JDW, was Lovecraft a newspaper reader? I rather suspect that he was; he was not endlessly poring over his Poe and Dunsany; he could have talked about events and issues of his day with rather more sophistication, I suspect, than some of us could talk about our own! Or am I wrong?
Incidentally, some of us are admirers of Arthur Machen. He wrote a very fine little essay called "The Gray's Inn Coffee House" that was published in book form in a wartime anthology called We Shall Eat and Drink Again. It's worth reading if you get the chance. It celebrates "pudding," good things to drink, and roast beef, and well it might, well it might, for the benefit of people suffering privations that we'd be apt to think of as "Third World."

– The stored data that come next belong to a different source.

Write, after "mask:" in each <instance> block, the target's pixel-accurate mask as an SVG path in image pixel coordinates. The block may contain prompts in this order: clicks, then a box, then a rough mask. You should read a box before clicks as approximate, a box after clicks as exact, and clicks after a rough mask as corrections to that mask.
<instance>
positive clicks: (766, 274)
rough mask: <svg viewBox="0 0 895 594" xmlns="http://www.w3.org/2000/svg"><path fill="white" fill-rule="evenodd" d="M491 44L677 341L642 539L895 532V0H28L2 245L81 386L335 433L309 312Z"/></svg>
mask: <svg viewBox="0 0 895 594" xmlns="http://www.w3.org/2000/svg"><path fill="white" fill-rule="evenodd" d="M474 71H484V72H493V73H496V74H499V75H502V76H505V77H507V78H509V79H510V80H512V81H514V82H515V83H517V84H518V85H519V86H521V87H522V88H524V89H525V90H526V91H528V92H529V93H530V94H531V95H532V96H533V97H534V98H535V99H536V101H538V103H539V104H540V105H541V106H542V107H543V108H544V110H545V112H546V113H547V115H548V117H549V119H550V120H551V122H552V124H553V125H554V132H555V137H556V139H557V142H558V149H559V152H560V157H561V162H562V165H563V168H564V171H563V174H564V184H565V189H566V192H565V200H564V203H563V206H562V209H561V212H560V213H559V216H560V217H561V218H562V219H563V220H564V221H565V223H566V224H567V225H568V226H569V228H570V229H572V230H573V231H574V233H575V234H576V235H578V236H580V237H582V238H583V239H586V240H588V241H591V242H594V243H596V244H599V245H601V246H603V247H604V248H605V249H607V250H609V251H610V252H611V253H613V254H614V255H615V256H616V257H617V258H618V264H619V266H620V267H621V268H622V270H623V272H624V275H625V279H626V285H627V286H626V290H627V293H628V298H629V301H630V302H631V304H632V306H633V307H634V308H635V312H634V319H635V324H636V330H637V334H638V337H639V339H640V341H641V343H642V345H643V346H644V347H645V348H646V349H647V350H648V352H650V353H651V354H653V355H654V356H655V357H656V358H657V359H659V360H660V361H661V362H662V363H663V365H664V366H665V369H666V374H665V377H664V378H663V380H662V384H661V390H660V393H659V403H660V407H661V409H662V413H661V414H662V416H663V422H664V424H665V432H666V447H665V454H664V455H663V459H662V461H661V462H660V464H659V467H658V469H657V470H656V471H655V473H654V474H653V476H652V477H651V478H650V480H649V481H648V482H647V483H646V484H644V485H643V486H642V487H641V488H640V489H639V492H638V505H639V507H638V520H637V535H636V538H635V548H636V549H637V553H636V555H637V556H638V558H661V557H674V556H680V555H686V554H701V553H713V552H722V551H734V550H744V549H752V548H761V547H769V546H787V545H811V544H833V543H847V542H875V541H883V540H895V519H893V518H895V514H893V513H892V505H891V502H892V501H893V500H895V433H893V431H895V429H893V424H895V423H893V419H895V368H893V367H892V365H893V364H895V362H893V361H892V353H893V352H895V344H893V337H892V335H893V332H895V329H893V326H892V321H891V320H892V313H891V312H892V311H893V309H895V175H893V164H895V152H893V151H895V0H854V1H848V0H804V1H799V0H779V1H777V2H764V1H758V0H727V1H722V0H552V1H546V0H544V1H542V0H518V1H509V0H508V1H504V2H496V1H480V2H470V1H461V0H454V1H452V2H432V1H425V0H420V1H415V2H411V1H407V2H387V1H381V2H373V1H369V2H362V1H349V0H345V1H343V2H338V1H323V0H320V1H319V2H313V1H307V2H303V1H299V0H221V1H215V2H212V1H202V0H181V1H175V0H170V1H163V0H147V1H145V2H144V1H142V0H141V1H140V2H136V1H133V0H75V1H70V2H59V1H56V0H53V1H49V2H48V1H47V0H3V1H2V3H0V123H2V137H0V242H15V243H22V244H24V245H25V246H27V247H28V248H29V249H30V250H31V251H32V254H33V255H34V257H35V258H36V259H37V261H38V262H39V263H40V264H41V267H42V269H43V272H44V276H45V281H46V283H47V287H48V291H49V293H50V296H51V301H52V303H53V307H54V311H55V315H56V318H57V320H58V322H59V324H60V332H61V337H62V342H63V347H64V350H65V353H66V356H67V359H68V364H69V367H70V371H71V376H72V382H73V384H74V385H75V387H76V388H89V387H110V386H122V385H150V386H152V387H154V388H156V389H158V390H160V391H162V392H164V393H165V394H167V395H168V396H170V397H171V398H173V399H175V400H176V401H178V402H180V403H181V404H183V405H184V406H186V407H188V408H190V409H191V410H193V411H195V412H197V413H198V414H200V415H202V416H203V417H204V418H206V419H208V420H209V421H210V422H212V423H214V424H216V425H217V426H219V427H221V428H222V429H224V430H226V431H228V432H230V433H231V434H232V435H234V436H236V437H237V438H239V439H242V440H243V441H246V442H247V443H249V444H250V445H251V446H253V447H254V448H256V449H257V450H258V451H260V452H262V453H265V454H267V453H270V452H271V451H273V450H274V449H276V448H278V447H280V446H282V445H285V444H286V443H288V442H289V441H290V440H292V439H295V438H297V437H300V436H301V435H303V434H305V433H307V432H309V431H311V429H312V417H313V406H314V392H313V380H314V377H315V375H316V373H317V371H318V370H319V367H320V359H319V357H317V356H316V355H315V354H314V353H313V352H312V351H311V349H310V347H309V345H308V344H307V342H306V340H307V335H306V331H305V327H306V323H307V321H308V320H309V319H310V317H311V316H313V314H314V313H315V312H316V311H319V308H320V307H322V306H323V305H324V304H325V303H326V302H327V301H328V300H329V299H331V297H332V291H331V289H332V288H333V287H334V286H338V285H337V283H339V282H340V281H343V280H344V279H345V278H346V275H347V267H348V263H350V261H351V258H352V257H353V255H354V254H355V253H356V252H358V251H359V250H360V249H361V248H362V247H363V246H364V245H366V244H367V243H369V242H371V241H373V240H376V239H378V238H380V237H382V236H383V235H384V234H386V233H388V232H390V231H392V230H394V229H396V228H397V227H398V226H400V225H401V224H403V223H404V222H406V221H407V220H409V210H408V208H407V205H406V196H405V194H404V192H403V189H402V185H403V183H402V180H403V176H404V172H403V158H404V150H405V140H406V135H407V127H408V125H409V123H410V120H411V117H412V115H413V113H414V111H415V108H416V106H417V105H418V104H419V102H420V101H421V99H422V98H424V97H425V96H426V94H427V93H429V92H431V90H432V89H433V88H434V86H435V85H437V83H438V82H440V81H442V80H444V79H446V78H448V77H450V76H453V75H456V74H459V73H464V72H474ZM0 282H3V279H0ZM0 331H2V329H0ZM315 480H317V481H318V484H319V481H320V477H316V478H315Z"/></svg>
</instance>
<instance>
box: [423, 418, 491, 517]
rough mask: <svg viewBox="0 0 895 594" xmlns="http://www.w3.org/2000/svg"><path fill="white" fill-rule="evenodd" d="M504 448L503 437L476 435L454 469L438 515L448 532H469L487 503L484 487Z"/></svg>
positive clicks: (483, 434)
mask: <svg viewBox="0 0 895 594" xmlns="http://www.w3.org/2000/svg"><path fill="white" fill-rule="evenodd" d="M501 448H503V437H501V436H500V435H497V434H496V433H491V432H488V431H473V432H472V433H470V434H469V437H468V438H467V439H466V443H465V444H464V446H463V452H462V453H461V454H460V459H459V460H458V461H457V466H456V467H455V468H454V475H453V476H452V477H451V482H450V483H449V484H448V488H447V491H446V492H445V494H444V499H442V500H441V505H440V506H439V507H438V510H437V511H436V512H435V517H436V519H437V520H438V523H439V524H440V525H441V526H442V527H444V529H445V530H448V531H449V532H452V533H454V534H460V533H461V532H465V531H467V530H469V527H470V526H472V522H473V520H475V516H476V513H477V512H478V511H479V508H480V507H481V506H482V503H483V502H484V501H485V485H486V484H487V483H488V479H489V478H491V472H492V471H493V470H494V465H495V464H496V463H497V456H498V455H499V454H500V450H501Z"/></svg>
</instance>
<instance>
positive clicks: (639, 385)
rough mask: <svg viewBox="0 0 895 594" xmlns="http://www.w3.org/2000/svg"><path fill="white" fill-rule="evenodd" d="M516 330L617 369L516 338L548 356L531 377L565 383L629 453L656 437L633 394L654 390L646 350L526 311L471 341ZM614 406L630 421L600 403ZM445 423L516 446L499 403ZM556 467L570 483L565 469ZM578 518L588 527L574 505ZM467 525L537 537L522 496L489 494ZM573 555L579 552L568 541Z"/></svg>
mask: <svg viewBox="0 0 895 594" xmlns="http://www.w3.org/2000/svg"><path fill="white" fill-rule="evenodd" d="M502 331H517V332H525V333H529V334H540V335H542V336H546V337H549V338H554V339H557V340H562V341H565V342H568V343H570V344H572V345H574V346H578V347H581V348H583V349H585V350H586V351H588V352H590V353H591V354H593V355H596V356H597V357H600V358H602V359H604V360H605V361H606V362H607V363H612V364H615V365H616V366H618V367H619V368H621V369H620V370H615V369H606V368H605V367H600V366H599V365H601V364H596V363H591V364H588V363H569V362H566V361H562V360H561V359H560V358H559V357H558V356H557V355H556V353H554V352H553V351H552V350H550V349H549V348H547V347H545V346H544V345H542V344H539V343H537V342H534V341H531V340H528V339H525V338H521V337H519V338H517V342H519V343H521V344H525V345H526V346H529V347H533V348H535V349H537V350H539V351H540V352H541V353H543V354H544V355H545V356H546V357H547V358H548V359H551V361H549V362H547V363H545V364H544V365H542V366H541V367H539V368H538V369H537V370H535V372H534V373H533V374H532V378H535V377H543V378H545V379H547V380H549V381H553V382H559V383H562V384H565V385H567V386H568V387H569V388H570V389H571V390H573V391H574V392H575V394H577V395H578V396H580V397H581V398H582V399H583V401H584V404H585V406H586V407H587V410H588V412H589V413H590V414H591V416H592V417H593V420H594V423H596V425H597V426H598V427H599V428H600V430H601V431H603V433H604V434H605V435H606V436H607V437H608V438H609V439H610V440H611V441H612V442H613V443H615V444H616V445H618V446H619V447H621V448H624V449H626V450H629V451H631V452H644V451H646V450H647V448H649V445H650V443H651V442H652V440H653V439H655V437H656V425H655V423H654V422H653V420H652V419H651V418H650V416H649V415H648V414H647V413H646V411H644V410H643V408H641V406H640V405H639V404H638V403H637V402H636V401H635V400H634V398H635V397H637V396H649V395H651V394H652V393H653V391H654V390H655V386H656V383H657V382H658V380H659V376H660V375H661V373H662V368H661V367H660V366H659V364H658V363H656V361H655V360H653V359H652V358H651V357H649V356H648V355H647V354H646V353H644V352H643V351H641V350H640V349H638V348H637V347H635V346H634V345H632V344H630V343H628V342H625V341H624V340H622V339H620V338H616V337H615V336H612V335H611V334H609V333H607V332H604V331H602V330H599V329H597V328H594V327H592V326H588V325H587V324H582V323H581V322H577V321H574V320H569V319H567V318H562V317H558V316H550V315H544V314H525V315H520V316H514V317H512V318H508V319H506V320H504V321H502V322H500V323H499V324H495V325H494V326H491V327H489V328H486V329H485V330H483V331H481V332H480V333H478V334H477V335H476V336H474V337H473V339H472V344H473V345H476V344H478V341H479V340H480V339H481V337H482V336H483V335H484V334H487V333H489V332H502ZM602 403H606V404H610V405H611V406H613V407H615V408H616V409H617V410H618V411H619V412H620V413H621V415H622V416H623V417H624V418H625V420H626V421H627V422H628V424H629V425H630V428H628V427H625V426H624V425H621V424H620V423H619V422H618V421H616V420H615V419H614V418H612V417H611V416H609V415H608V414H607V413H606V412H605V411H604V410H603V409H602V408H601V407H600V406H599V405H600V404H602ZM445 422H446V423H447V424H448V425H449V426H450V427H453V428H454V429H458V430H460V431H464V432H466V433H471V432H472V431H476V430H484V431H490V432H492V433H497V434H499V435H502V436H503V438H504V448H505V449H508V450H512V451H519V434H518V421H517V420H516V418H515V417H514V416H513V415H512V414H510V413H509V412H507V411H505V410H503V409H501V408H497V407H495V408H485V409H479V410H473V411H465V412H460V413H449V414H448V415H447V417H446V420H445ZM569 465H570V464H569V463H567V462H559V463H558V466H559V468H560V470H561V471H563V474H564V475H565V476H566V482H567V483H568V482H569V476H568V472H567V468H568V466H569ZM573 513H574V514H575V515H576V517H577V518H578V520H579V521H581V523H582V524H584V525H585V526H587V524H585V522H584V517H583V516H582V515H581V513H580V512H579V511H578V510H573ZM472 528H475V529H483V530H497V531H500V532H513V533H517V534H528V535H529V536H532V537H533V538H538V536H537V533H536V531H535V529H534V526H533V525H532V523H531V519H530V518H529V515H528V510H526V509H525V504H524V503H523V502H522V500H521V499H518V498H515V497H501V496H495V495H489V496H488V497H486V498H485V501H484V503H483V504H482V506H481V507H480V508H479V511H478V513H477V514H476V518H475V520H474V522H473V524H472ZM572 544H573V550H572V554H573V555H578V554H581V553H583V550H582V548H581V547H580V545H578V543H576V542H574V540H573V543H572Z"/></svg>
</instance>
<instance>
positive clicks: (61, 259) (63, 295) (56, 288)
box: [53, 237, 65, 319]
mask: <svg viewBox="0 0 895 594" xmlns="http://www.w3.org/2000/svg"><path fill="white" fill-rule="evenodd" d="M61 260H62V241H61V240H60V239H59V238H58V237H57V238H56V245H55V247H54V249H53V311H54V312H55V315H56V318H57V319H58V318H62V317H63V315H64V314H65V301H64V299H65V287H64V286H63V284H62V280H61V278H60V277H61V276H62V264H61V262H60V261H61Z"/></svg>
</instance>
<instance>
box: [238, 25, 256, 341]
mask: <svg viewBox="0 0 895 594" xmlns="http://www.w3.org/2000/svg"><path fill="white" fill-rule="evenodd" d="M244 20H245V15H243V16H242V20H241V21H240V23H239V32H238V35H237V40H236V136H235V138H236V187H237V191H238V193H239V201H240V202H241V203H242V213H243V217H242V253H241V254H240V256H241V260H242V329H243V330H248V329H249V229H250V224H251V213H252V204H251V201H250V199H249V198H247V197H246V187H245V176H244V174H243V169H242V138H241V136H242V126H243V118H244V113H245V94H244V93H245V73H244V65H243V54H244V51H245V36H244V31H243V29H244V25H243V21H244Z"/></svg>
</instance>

That great book about America between the wars is out there, I suspect, but I don't know what it is yet.
I'm making several points in this message, or maybe they are all aspects of one point... Here are some comments about a limited aspect...
I'd like to be able to read Lovecraft's stories (and other literary works that I care about) with an imagination a little better able to reconstruct how a contemporary audience might have read them. Conversely, I feel some desire to shy away from the Mountains of Madness movie that is being discussed here. Already there is the expectation that the imaginations that will be at work upon the Lovecraft plot line will be standard-issue ones of now. Whatever it looks like, the movie is hardly likely to look like anything but a typical big-budget 2010s horror/sf movie, with CGI, mandatory sexy female character(s), and above all lots of scenes that elicit that COOL! response from adolescents and gamers of all ages. I'm not trying to be cynical! But really, isn't it to be expected that if someone makes a movie in 2011, it's going to look like a 2011 movie? And that means copious CGI and go-for-the-WOW COOL response, even if, as I suppose there may be, there is some superficial attempt to capture some obvious 1930s color (if they do decide to be that faithful to the story).
If we must have a movie of Mountains, I wish we could have one that, sure, would use appropriate technology of now, appropriately, but would give us something closer to what would have been imagined by HPL and his original readers -- people who grew up on Verne, Wells, the mags, not Alien etc.